Analytics is typically the smartest method to cut down the costs as it speeds up the testing process. This applies to STEM markets just as much as it can apply to the educational sectors.
The Challenges of Introducing Analytics
There are several challenges that are inhibiting the wide-range use of analytics. The same problems plague those working in Big Data. In the educational sector, however, the problem stems from two key issues. The first is data collection. The second is privacy concerns.
Each country and even subsets within these countries have different privacy laws, meaning that a grand-scale, Big Data approach to education analytics is complicated. First data must be properly encrypted, and personal information anonymized before analytics can get their hands on it.
Then there is the issue of getting the right data. Analytics works best when it can analyze user behavior. Polling students after each lesson on what they learned and their experience is not viable, and unfortunately, it needs to be necessary to gain more insight into student learning environments.
Thanks to online learning tools and digital learning environments, however, more information and data is becoming the norm, enabling new possibilities for analytics in education.
The Role for Future Educators
While teachers, lecturers, and other student-facing faculty do not need to invest or use analytics to improve their ability to do their jobs, those who are looking to advance their career into leadership and policy must absolutely look into how analytics can improve their efforts. Combining the quality education they earned from their masters of education online with even a rudimentary understanding of Big Data, analytics, and strategy implementation can put them in a powerful position to direct their attention to students’ unseen needs in their sector.

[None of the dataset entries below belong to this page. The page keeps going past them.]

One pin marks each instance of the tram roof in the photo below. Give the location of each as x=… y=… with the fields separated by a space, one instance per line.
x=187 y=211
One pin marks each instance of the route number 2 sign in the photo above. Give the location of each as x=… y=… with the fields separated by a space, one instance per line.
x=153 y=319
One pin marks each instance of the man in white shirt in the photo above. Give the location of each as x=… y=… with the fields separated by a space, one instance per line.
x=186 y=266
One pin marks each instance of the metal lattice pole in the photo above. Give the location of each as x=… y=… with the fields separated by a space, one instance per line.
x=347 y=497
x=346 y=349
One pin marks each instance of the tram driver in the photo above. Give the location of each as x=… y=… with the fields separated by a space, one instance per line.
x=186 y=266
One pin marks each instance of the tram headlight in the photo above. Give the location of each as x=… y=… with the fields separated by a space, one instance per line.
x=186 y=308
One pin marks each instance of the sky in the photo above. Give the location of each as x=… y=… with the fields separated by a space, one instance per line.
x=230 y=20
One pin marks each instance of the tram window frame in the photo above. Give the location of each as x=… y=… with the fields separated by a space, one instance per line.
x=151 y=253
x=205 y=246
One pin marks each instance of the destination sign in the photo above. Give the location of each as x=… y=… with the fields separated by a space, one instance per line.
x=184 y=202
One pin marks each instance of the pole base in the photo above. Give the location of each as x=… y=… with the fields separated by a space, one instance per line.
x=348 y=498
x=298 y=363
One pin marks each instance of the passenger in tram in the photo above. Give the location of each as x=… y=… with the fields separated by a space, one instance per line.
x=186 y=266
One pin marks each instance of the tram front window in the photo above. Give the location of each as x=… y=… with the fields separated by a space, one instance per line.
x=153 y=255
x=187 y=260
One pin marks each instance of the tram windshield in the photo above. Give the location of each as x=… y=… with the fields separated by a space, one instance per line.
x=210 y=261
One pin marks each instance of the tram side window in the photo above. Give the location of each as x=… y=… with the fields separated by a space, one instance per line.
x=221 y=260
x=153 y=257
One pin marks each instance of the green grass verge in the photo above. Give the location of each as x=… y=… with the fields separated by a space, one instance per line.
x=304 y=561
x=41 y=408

While at the moment, higher education is the one focussed on analytics and how it could potentially improve their own service for students, the benefits extend to all levels of education. It is up to policymakers and educational departments, NGOs, and consultants to use analytics to help better understand students today of all ages and to rise to meet their needs in ways that previous generations could not.
What Can Analytics Do for Education?
At the moment, there is no clear way to understand how current educational strategies are impacting future generations. This applies to those at all levels. Due to this lack of output understanding, educational sectors do not have a clear understanding of which strategies, tools, and practices should be cut, which should be evolved, and which should stay the way they are.
It is widely understood that educational reform is essential, but there is yet no clear understanding or consensus on how to reform education to best suit students at large.
The ultimate goal of analytics is to provide a more robust toolset for students and teachers to use. In a perfect world, the curriculum should be adjusted for the individual. Rather than a one-size-fits-all approach, the student should learn to their best capabilities, with any additional needs (physical or cognitive) taken care of at the start.
The Limits of Analytics
Analytics can help improve the strategies and tools used by educators and students alike. It cannot accurately, however, understand and analyze “softer” elements of learning. For example, motivation, safety, home life, informal school interactions, friendships – all of these can impact a student, and even with questionnaires, it can be very hard to extract necessary insight on what amounts to the individual condition.
How Has Online Learning Changed the Potential for Analytics
Online learning offers educators and policymakers the opportunity to delve into large collections of data from real-time learning environments. This essentially means that the classroom has become its own Google Analytics. Not every digital learning environment offers this, of course. Zoom classrooms are just as analog when it comes to analytics as a physical classroom.
However, online learning platforms can collect a lot of user data that can help educators understand how their tool is used and gain insights into the program and learning styles of their students.
The last year of online education has meant a huge increase in the data that is now available to analyze, but we still have a long way to go before the data that we have amassed can be used in a concrete, actionable way to change the future of education.